The stories that she and Berges tell are about intergenerational conflicts, desperate parents trying comprehend the lives of children (including a family that has to cope with their daughter's lesbianism) broken marriages, and philandering fathers. The emotions and conflicts are interspersed with elaborate food shopping, cooking and eating -- all activities associated with the Thanksgiving holiday.

Chadha said she decided not to use Indian characters in her film because the community is much more scattered and not that visible in the city.

"You hardly ever see Indians in LA, especially compared to the communities that I have selected for the film," she said.

"Actually even though they are what they are (her ethnic families in What's Cooking?), they are all quite Indian-like Indian families," she said.

"What goes on in each of those families could happened in any race. For instance in the black family, the mother-in-law nitpicks on her daughter-in-law. Now that's a very common experience for us (Indians)."

Chadha said she had spent several years of her life questioning what it meant to be a British and an Indian.

"That was very much there throughout my teens and all my earlier film," she said. "That's what Bhaji on the Beach is about. It's about opening up what we mean about British cinema. It is a very British film, made in a very British way, with Indians.

"Our cultural identities (in Britain) are made up of so many different things." she said. "In Britain you are able to take influences from different cultures and adapt and move on."

The experiences of Indian-Americans are very different than those of Indians in Britain, Chadha said.

"Anyone can be an American -- America allows that," she said. "In Britain, you really have to question your identity. When you accept that you are not from India or no longer have links with India, then you have to question what are you and what makes you English?"

"The term 'British' is not as fluid as the term 'American'," she says.

"Lots of people's works ( including Bhaji on the Beach) have been on opening up that definition."

The success of Bhaji on the Beach led Chadha to work on a project that was close to her heart and childhood -- a British-Bollywood film with songs and music. She started to shoot the film in London with Sunny and Bobby Deol and Karisma Kapoor. Gulzar wrote the lyrics for the songs and Vishal composed the music. Quite suddenly the finances ran out and the project collapsed, she says.

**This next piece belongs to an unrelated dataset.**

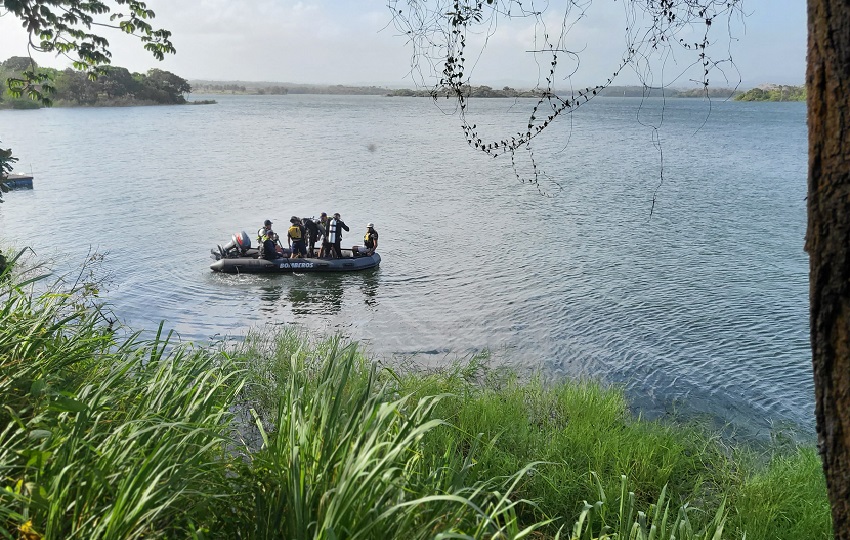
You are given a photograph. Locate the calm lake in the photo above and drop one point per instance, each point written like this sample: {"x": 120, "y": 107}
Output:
{"x": 697, "y": 304}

While she would like the British-Bollywood film to be still made, she is not quite sure when that would happen. For the next several years, she appears to be extremely busy.

After the distribution and the promotion of What's Cooking? is settled, Chadha has three projects lined up -- Love in London, a musical set in England; a film adaptation of the critically acclaimed novel by Chitra Banerjee Divakaruni, The Mistress of Spices, and finally Bend it Like Beckham, a story of desires, football and two young girls in a London suburb.